The rival
claims of priority no longer interest us, but the occasion is one of
the most memorable in the history of the race. It is well that our
colleagues celebrate Ether Day in Boston--no more precious boon has ever
been granted to suffering humanity.(*)
(*) Cf. Osler: Proc. Roy. Soc. Med., XI, Sect. Hist. Med., pp.
65-69, 1918, or, Annals Med. Hist., N.Y., I, 329-332. Cf. also
Morton's publications reprinted in Camac's book cited above.--Ed.

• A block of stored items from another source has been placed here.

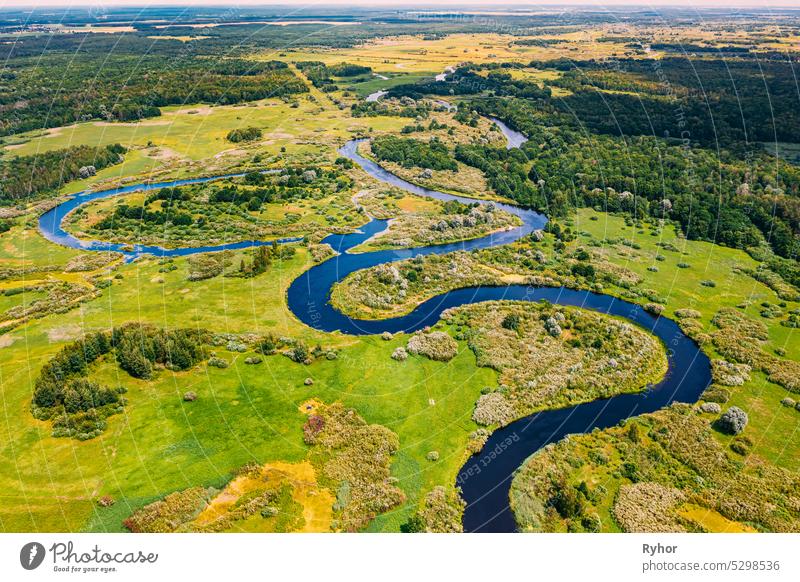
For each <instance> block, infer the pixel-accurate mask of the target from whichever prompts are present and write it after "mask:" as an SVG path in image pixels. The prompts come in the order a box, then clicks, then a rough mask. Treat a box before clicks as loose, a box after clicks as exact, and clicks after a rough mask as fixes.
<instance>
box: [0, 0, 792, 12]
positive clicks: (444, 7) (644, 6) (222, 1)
mask: <svg viewBox="0 0 800 582" xmlns="http://www.w3.org/2000/svg"><path fill="white" fill-rule="evenodd" d="M232 5H233V6H240V7H248V8H257V7H264V8H283V7H295V8H297V9H298V10H299V11H301V10H304V9H309V10H313V9H314V8H315V7H320V8H322V7H324V8H335V7H341V8H343V9H346V8H348V7H353V8H361V9H363V8H370V7H372V8H376V9H390V8H397V9H404V8H418V9H430V10H436V9H445V10H453V11H458V10H461V9H471V10H485V11H490V10H502V9H506V8H511V9H515V10H522V9H526V8H527V9H529V10H532V11H533V10H537V9H541V8H546V7H557V6H574V7H586V8H604V7H608V8H612V7H622V6H624V7H639V8H643V9H650V8H684V9H721V10H724V9H728V8H730V9H734V8H735V9H739V8H763V9H771V8H782V9H786V8H797V9H798V10H800V1H798V0H650V1H648V2H642V1H640V0H594V1H592V0H538V1H536V2H529V1H526V0H504V1H503V2H501V3H494V2H491V0H486V1H485V2H476V1H474V0H469V1H466V2H462V1H458V0H440V1H438V2H431V1H425V0H423V1H419V0H410V1H402V0H345V1H336V0H324V1H321V2H308V1H305V0H283V1H278V2H274V1H261V0H235V1H225V0H156V1H147V0H143V1H135V0H105V1H104V2H102V3H100V4H99V6H100V7H103V8H114V7H142V8H163V7H187V8H193V7H201V6H202V7H212V8H213V7H228V6H232ZM97 7H98V3H92V2H91V1H87V0H77V1H73V0H44V1H43V2H35V3H34V2H31V0H5V2H4V3H3V6H0V12H2V11H3V10H5V9H7V8H15V9H20V8H22V9H39V8H90V9H91V8H97Z"/></svg>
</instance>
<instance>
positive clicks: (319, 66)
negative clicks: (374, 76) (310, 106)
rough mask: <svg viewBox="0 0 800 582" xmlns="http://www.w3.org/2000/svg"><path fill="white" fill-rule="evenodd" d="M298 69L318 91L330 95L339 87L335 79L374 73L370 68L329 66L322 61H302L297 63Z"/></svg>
mask: <svg viewBox="0 0 800 582" xmlns="http://www.w3.org/2000/svg"><path fill="white" fill-rule="evenodd" d="M295 64H296V65H297V68H298V69H300V70H301V71H303V74H304V75H305V76H306V77H308V80H309V81H311V84H312V85H314V87H316V88H317V89H320V90H321V91H325V92H327V93H330V92H332V91H336V90H338V89H339V87H338V86H337V85H336V81H335V79H334V77H357V76H359V75H366V74H369V73H371V72H372V69H371V68H370V67H365V66H362V65H354V64H352V63H339V64H337V65H331V66H327V65H326V64H325V63H323V62H321V61H300V62H298V63H295Z"/></svg>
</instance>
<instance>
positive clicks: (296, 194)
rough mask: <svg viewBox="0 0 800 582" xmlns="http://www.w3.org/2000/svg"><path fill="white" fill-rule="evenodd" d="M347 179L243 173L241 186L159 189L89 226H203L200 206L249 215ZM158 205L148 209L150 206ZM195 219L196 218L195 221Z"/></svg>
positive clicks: (206, 222)
mask: <svg viewBox="0 0 800 582" xmlns="http://www.w3.org/2000/svg"><path fill="white" fill-rule="evenodd" d="M350 186H351V180H350V178H348V177H347V176H346V175H345V174H343V173H342V172H341V171H340V170H339V168H338V167H335V168H323V167H319V166H311V167H297V168H287V169H286V170H285V171H284V173H282V174H281V175H279V176H268V175H266V174H262V173H261V172H251V173H249V174H247V175H246V176H245V177H244V178H243V179H242V182H241V183H237V182H233V181H225V182H222V183H215V184H210V185H209V184H201V185H189V186H181V187H175V188H161V189H160V190H158V191H157V192H153V193H152V194H150V195H149V196H148V197H147V198H146V199H145V200H144V204H143V205H141V206H132V205H129V204H124V203H123V204H119V205H118V206H116V207H115V208H114V212H113V213H111V214H108V215H106V216H104V217H103V218H102V219H100V220H98V221H97V222H96V223H94V224H93V225H92V228H94V229H97V230H113V229H115V228H117V227H118V226H119V225H120V224H123V223H124V222H125V221H128V220H135V221H138V222H141V223H144V224H145V225H165V224H168V223H169V224H171V225H173V226H191V225H193V224H197V225H199V226H203V225H205V224H206V223H207V216H203V207H202V206H201V204H202V205H205V204H207V203H211V204H214V205H225V204H234V205H237V206H240V207H241V209H243V210H247V211H250V212H256V211H258V210H261V208H262V206H263V205H264V204H269V203H271V202H280V201H283V200H295V199H301V198H316V197H318V196H321V195H323V194H328V193H330V192H331V191H339V190H344V189H347V188H349V187H350ZM155 202H160V204H159V207H158V208H155V209H152V206H151V205H152V204H153V203H155ZM195 216H197V218H196V219H195Z"/></svg>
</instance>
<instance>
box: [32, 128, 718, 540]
mask: <svg viewBox="0 0 800 582" xmlns="http://www.w3.org/2000/svg"><path fill="white" fill-rule="evenodd" d="M493 121H494V122H495V123H496V124H497V125H498V126H499V127H500V129H501V131H502V132H503V134H504V135H505V136H506V138H507V140H508V147H509V148H511V147H519V146H520V145H521V144H522V143H524V141H525V140H526V139H525V137H524V136H523V135H522V134H520V133H518V132H515V131H513V130H511V129H510V128H508V127H507V126H506V125H505V124H503V123H502V122H500V121H499V120H493ZM361 141H363V140H352V141H349V142H347V143H346V144H345V145H344V146H343V147H342V148H340V150H339V153H340V154H341V155H343V156H345V157H347V158H349V159H350V160H352V161H353V162H355V163H357V164H358V165H359V166H360V167H361V168H362V169H363V170H364V171H365V172H367V173H368V174H369V175H370V176H372V177H373V178H375V179H377V180H380V181H382V182H385V183H388V184H391V185H393V186H397V187H399V188H403V189H404V190H406V191H408V192H411V193H413V194H416V195H419V196H426V197H430V198H436V199H438V200H458V201H460V202H464V203H473V202H476V200H474V199H471V198H465V197H461V196H455V195H452V194H446V193H443V192H437V191H434V190H428V189H426V188H423V187H421V186H418V185H415V184H412V183H409V182H406V181H405V180H402V179H400V178H399V177H397V176H395V175H394V174H392V173H390V172H388V171H387V170H385V169H383V168H382V167H380V166H379V165H377V164H375V163H374V162H372V161H370V160H368V159H366V158H364V157H362V156H361V155H359V153H358V145H359V143H361ZM236 176H237V175H235V174H234V175H228V176H218V177H214V178H198V179H194V180H180V181H175V182H165V183H154V184H138V185H133V186H126V187H123V188H118V189H116V190H108V191H103V192H94V193H81V194H79V195H77V196H75V197H74V198H72V199H69V200H67V201H66V202H64V203H62V204H60V205H59V206H56V207H55V208H53V209H51V210H49V211H48V212H46V213H45V214H43V215H42V216H41V217H40V219H39V228H40V230H41V232H42V234H43V235H44V236H45V237H46V238H47V239H48V240H51V241H53V242H55V243H58V244H62V245H65V246H69V247H73V248H78V249H83V250H90V251H109V250H113V251H118V252H122V253H123V254H125V255H126V258H127V259H133V258H135V257H136V256H139V255H141V254H145V253H149V254H154V255H158V256H178V255H190V254H195V253H204V252H210V251H219V250H225V249H237V248H246V247H250V246H254V245H259V244H269V243H263V242H257V241H246V242H237V243H232V244H227V245H219V246H209V247H193V248H183V249H165V248H161V247H153V246H141V245H135V246H133V247H131V248H129V247H128V246H126V245H121V244H117V243H104V242H97V241H92V242H86V241H81V240H79V239H77V238H75V237H74V236H72V235H70V234H69V233H67V232H66V231H64V229H63V228H62V222H63V220H64V218H65V217H66V216H67V214H69V213H70V212H72V211H73V210H75V209H76V208H77V207H78V206H81V205H83V204H86V203H88V202H91V201H93V200H99V199H101V198H106V197H108V196H115V195H120V194H127V193H130V192H136V191H140V190H153V189H158V188H163V187H166V186H180V185H185V184H193V183H202V182H208V181H211V180H215V179H223V178H229V177H236ZM494 204H495V205H496V206H497V207H498V208H501V209H503V210H506V211H508V212H511V213H513V214H515V215H516V216H518V217H519V218H520V219H521V221H522V224H521V226H518V227H516V228H514V229H510V230H506V231H501V232H496V233H492V234H490V235H487V236H485V237H482V238H479V239H472V240H468V241H463V242H458V243H450V244H442V245H433V246H427V247H422V248H414V249H404V250H382V251H374V252H368V253H351V252H349V251H350V250H351V249H353V248H354V247H356V246H357V245H359V244H361V243H362V242H364V241H365V240H367V239H369V238H370V237H372V236H373V235H375V234H376V233H379V232H381V231H383V230H385V229H386V228H387V221H386V220H378V219H372V220H370V221H369V222H368V223H367V224H365V225H364V226H363V227H361V228H360V229H359V230H358V231H357V232H355V233H351V234H334V235H330V236H328V237H326V238H325V239H324V241H323V242H326V243H328V244H330V245H331V246H332V247H333V248H334V249H335V250H336V251H338V253H339V254H338V255H336V256H335V257H333V258H331V259H329V260H328V261H325V262H323V263H321V264H319V265H315V266H314V267H312V268H311V269H309V270H308V271H306V272H305V273H303V274H302V275H300V276H299V277H298V278H297V279H295V280H294V281H293V282H292V283H291V285H290V287H289V290H288V293H287V302H288V306H289V309H290V310H291V311H292V313H294V315H295V316H296V317H297V318H298V319H299V320H300V321H302V322H303V323H305V324H307V325H309V326H310V327H313V328H315V329H319V330H322V331H326V332H333V331H337V330H338V331H341V332H343V333H347V334H355V335H363V334H378V333H381V332H384V331H390V332H393V333H394V332H413V331H416V330H419V329H422V328H423V327H425V326H427V325H433V324H434V323H436V321H438V320H439V318H440V316H441V314H442V312H443V311H444V310H445V309H448V308H450V307H456V306H459V305H465V304H469V303H477V302H480V301H488V300H499V299H510V300H522V301H540V300H548V301H550V302H552V303H557V304H560V305H572V306H578V307H583V308H586V309H592V310H595V311H599V312H602V313H607V314H610V315H616V316H620V317H624V318H626V319H628V320H630V321H632V322H634V323H636V324H638V325H639V326H641V327H643V328H644V329H646V330H648V331H650V332H651V333H653V334H654V335H656V336H657V337H658V338H660V339H661V341H662V342H663V343H664V345H665V346H666V347H667V348H668V370H667V373H666V375H665V377H664V378H663V379H662V380H661V382H659V383H658V384H657V385H655V386H651V387H648V388H647V389H646V390H645V391H643V392H641V393H637V394H623V395H619V396H614V397H612V398H608V399H604V400H596V401H593V402H587V403H585V404H579V405H576V406H572V407H568V408H563V409H558V410H547V411H544V412H539V413H537V414H533V415H531V416H528V417H525V418H522V419H520V420H517V421H515V422H513V423H511V424H509V425H508V426H506V427H504V428H502V429H499V430H496V431H495V432H494V433H493V434H492V435H491V436H490V437H489V440H488V442H487V443H486V445H485V447H484V448H483V450H482V451H481V452H480V453H477V454H476V455H473V456H472V457H471V458H470V459H468V461H467V462H466V464H465V465H464V466H463V467H462V468H461V470H460V471H459V474H458V478H457V480H456V485H458V486H459V487H460V488H461V490H462V497H463V498H464V500H465V501H466V503H467V507H466V510H465V512H464V520H463V523H464V529H465V531H468V532H513V531H516V523H515V521H514V517H513V515H512V512H511V509H510V507H509V497H508V496H509V490H510V486H511V480H512V478H513V475H514V472H515V471H516V469H517V468H518V467H520V466H521V465H522V464H523V463H524V461H525V459H526V458H527V457H529V456H530V455H531V454H533V453H535V452H536V451H537V450H539V449H541V448H542V447H544V446H545V445H547V444H549V443H552V442H556V441H558V440H561V439H562V438H564V437H565V436H566V435H569V434H576V433H588V432H591V431H592V430H594V429H595V428H606V427H609V426H613V425H615V424H617V423H619V422H620V421H622V420H624V419H626V418H629V417H631V416H636V415H640V414H645V413H648V412H653V411H656V410H658V409H660V408H663V407H664V406H667V405H669V404H670V403H672V402H694V401H696V400H697V399H698V398H699V396H700V394H702V392H703V391H704V390H705V389H706V387H707V386H708V385H709V384H710V381H711V371H710V363H709V360H708V357H707V356H706V355H705V354H703V353H702V352H701V351H700V349H699V348H698V347H697V345H696V344H695V343H694V342H693V341H692V340H691V339H689V338H688V337H687V336H686V335H685V334H683V332H681V330H680V328H679V327H678V325H677V324H676V323H675V322H674V321H672V320H670V319H667V318H665V317H660V318H657V317H654V316H652V315H650V314H649V313H647V312H645V311H644V309H642V308H641V307H640V306H639V305H636V304H633V303H629V302H627V301H623V300H620V299H617V298H615V297H612V296H610V295H603V294H598V293H592V292H590V291H580V290H575V289H568V288H565V287H530V286H525V285H508V286H499V287H476V288H464V289H458V290H455V291H451V292H449V293H445V294H443V295H440V296H437V297H433V298H431V299H429V300H427V301H425V302H424V303H421V304H420V305H418V306H417V307H416V309H414V311H412V312H411V313H409V314H408V315H404V316H401V317H396V318H392V319H384V320H355V319H352V318H349V317H346V316H345V315H343V314H341V313H340V312H338V311H337V310H335V309H334V308H333V306H331V304H330V303H329V302H328V300H329V297H330V291H331V288H332V287H333V285H334V284H336V283H337V282H338V281H341V280H342V279H343V278H344V277H346V276H347V275H349V274H350V273H353V272H354V271H357V270H359V269H364V268H367V267H373V266H376V265H379V264H381V263H388V262H393V261H399V260H402V259H408V258H411V257H415V256H421V255H430V254H444V253H449V252H453V251H457V250H471V249H482V248H489V247H494V246H498V245H504V244H508V243H511V242H513V241H515V240H517V239H519V238H521V237H523V236H525V235H527V234H530V233H531V232H533V231H534V230H536V229H539V228H542V227H543V226H544V224H545V223H546V221H547V219H546V218H545V217H544V216H542V215H541V214H538V213H536V212H534V211H532V210H526V209H523V208H519V207H516V206H511V205H507V204H501V203H496V202H495V203H494ZM295 240H298V239H284V241H283V242H289V241H295Z"/></svg>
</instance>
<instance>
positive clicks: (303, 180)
mask: <svg viewBox="0 0 800 582" xmlns="http://www.w3.org/2000/svg"><path fill="white" fill-rule="evenodd" d="M3 10H5V9H3ZM3 10H0V38H4V39H5V38H9V39H12V40H13V42H12V41H9V42H8V43H5V44H1V45H0V53H2V55H3V62H4V65H3V66H2V70H0V81H1V82H0V112H2V117H3V119H2V122H0V392H2V399H0V418H2V419H3V421H2V423H0V426H1V427H2V428H0V441H2V443H3V444H2V447H0V450H2V454H0V487H1V488H2V492H3V493H2V496H0V531H4V532H271V533H272V532H328V531H330V532H345V531H348V532H349V531H354V532H355V531H362V532H401V531H402V532H424V531H428V532H451V533H452V532H462V531H516V530H517V529H518V530H520V531H531V532H532V531H537V532H600V531H603V532H612V531H613V532H619V531H626V532H756V531H758V532H762V531H763V532H797V531H800V507H798V504H797V491H798V490H800V439H799V438H798V433H800V341H798V329H800V266H799V265H798V250H800V168H798V165H797V164H798V153H797V152H798V151H800V144H798V143H796V142H797V135H800V116H798V114H797V112H798V111H800V109H798V102H797V95H796V87H795V85H794V83H795V80H794V69H793V68H792V67H793V64H794V65H796V59H797V56H798V53H797V50H798V39H799V38H800V36H798V31H799V30H800V19H798V17H797V15H796V14H795V13H793V12H791V11H790V12H787V13H782V12H781V13H780V14H771V13H769V12H758V13H757V15H755V16H753V20H752V22H750V23H748V26H747V27H744V28H742V29H740V28H739V27H737V26H736V25H735V23H736V22H738V20H737V19H736V18H734V16H733V15H732V14H728V13H727V12H725V11H719V12H715V11H710V12H708V13H704V17H705V19H703V20H697V19H694V18H693V17H691V15H689V14H688V13H684V12H676V13H674V14H673V13H671V12H670V13H669V14H667V13H665V15H664V17H663V18H661V17H658V18H656V17H651V16H648V15H647V14H645V13H639V12H637V13H635V14H631V15H628V16H629V17H626V18H625V19H620V18H618V17H619V16H621V15H622V14H621V13H616V12H610V13H608V14H600V13H593V12H591V13H590V12H584V11H581V10H576V11H570V12H569V13H566V14H565V13H558V12H556V11H551V10H543V11H542V12H541V13H540V14H539V13H532V12H527V11H523V12H519V13H512V14H511V15H506V14H491V15H489V14H484V15H483V16H482V17H480V18H477V17H475V16H476V15H474V14H473V15H462V16H461V17H459V18H448V17H446V15H444V16H442V15H438V16H431V15H428V16H425V17H422V18H420V17H419V16H418V15H415V14H405V15H404V18H399V17H397V18H395V17H394V16H391V15H388V14H389V13H386V12H383V11H381V10H378V9H369V10H367V9H365V10H364V11H363V13H362V12H358V14H356V15H352V14H350V15H340V16H341V17H342V18H343V20H341V21H340V20H334V21H329V20H328V19H327V18H326V15H325V13H321V14H320V16H319V18H316V19H313V20H309V21H307V22H303V23H301V24H297V23H294V22H292V23H291V25H287V26H273V24H279V23H278V22H273V20H272V18H271V17H269V18H268V16H269V15H266V16H264V15H263V14H262V17H261V18H260V19H258V20H254V18H255V16H253V15H249V16H248V17H247V18H246V19H239V18H233V17H232V16H231V15H228V16H225V15H220V16H219V18H220V19H221V22H219V23H217V24H214V23H209V22H208V21H207V20H205V17H203V16H197V15H195V16H193V15H194V14H195V13H194V12H192V11H189V12H187V13H186V14H185V15H180V16H175V22H173V23H171V24H165V23H163V22H162V19H159V18H155V17H154V19H153V21H152V22H149V21H145V22H139V21H137V20H133V21H131V22H125V23H120V24H115V25H113V26H110V25H101V24H102V23H100V22H95V23H93V22H92V21H91V20H90V21H88V22H85V21H84V20H82V19H77V20H76V21H75V22H71V21H69V18H67V21H66V22H64V23H61V24H54V23H53V22H50V17H48V16H47V15H45V14H42V15H41V16H36V18H40V19H41V22H38V21H36V18H34V21H32V22H31V23H30V24H28V25H25V26H21V25H19V24H18V23H17V20H15V18H16V17H13V18H12V16H10V15H9V16H7V18H6V17H4V16H3V15H4V11H3ZM9 10H10V9H9ZM152 10H153V11H154V15H155V16H158V14H160V13H159V12H158V11H159V10H161V9H160V8H153V9H152ZM163 10H167V9H166V8H164V9H163ZM214 10H216V9H214ZM254 10H255V9H254ZM259 10H260V9H259ZM264 10H266V9H264ZM145 12H146V11H145ZM212 12H213V11H212ZM9 14H16V13H11V12H9ZM125 14H127V13H125ZM170 14H171V13H170ZM248 14H249V13H248ZM254 14H256V15H258V14H260V13H259V12H258V10H256V12H254ZM234 16H235V15H234ZM390 16H391V17H390ZM468 16H469V17H468ZM122 17H123V16H122V15H120V18H122ZM75 18H77V17H75ZM86 18H90V17H89V16H86ZM356 18H358V21H356V20H355V19H356ZM264 19H266V20H264ZM669 19H674V20H673V21H672V22H670V20H669ZM145 20H146V19H145ZM156 22H158V23H160V24H156ZM331 22H337V23H339V24H341V26H334V25H333V24H331ZM284 24H285V23H284ZM73 57H74V58H73ZM116 189H119V190H116ZM75 195H86V198H85V199H84V198H78V200H79V201H83V202H85V203H83V202H82V203H75V202H74V201H73V200H72V198H71V197H72V196H75ZM65 205H66V206H65ZM64 208H67V209H69V211H68V212H67V211H64V212H62V213H60V212H59V211H60V210H62V209H64ZM526 289H527V292H526V291H525V290H526ZM537 294H538V295H537ZM544 297H546V299H544ZM665 330H667V331H665ZM687 362H689V365H690V366H691V367H690V368H686V369H681V368H680V367H681V366H682V365H685V364H686V363H687ZM684 374H685V376H684ZM673 388H674V393H670V394H666V393H665V392H664V390H667V389H670V390H671V389H673ZM651 392H654V393H655V394H656V397H657V398H662V397H663V398H664V400H663V402H664V403H665V404H664V406H663V407H659V408H658V409H652V410H649V409H646V408H645V412H644V413H640V412H635V413H634V412H631V413H630V414H629V413H627V412H624V411H622V408H624V406H625V403H628V402H632V401H633V400H632V399H634V398H641V399H643V400H642V401H645V400H646V398H649V396H648V395H649V394H650V393H651ZM604 399H608V405H607V408H608V409H609V410H611V411H612V412H613V413H614V414H617V413H618V414H619V415H620V417H619V422H614V423H613V424H607V425H602V424H601V423H600V422H599V421H597V419H596V418H593V419H590V421H588V422H587V423H586V425H585V426H581V427H579V428H580V430H578V431H577V432H580V433H581V434H578V435H570V436H568V437H566V438H563V439H562V438H560V437H559V438H558V439H556V440H555V441H554V442H553V443H545V442H544V441H545V440H546V439H544V437H542V441H541V442H539V441H537V440H536V439H537V438H539V437H538V436H536V435H539V433H543V432H545V429H544V428H541V429H537V425H536V422H537V421H536V418H537V417H536V416H535V415H536V414H537V413H542V414H544V415H545V416H544V417H543V418H547V416H546V415H547V414H556V415H557V414H565V415H568V414H569V413H570V412H572V411H575V413H576V415H578V414H579V413H580V411H581V410H586V409H587V408H581V407H591V406H592V405H596V404H597V403H598V402H603V401H604ZM636 402H639V401H638V400H637V401H636ZM658 402H661V400H659V401H658ZM623 412H624V413H623ZM520 421H524V422H529V423H530V426H531V427H533V428H531V431H530V432H529V433H528V434H529V435H533V433H536V435H534V436H528V437H526V438H527V440H526V439H522V440H521V442H519V443H516V442H515V444H514V445H513V446H512V447H511V449H510V450H509V455H515V457H514V458H519V459H520V460H519V463H517V465H516V466H514V467H511V468H501V467H500V463H498V464H497V465H492V466H491V467H492V468H491V469H489V470H487V473H490V472H491V471H505V473H502V474H501V473H497V474H496V475H494V477H495V478H496V479H497V481H498V482H502V483H503V485H502V487H497V488H493V489H492V490H491V491H477V490H476V489H474V487H477V485H475V484H476V483H478V480H477V479H476V480H474V481H472V482H471V483H470V482H469V481H464V475H465V472H464V471H465V467H468V466H469V464H470V463H478V462H481V459H484V458H485V457H484V455H487V454H489V455H490V454H491V451H492V446H494V443H495V441H494V440H493V439H495V438H497V435H501V434H505V433H504V432H503V431H506V430H509V428H510V427H513V426H514V423H515V422H520ZM541 422H544V420H542V421H541ZM540 426H542V427H544V426H545V425H544V424H542V425H540ZM526 430H527V429H526ZM537 430H538V431H539V433H537V432H536V431H537ZM539 436H541V435H539ZM482 478H487V477H486V475H484V476H483V477H482ZM491 504H495V505H496V506H497V507H500V508H501V511H500V512H499V513H498V512H495V513H496V515H495V514H492V512H493V511H494V509H492V508H494V507H495V505H491ZM490 505H491V507H490ZM645 507H652V508H653V509H652V511H645V510H644V509H643V508H645ZM487 508H489V509H487ZM487 512H488V513H487ZM490 514H491V515H490Z"/></svg>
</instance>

In 1857, a young man, Louis Pasteur, sent to the Lille Scientific
Society a paper on "Lactic Acid Fermentation" and in December of the
same year presented to the Academy of Sciences in Paris a paper on
"Alcoholic Fermentation" in which he concluded that "the deduplication
of sugar into alcohol and carbonic acid is correlative to a phenomenon
of life." A new era in medicine dates from those two publications. The
story of Pasteur's life should be read by every student.(*) It is one of
the glories of human literature, and, as a record of achievement and of
nobility of character, is almost without an equal.
(*) Osler wrote a preface for the 1911 English edition of the
Life by Vallery-Radot.--Ed.
At the middle of the last century we did not know much more of the
actual causes of the great scourges of the race, the plagues, the fevers
and the pestilences, than did the Greeks.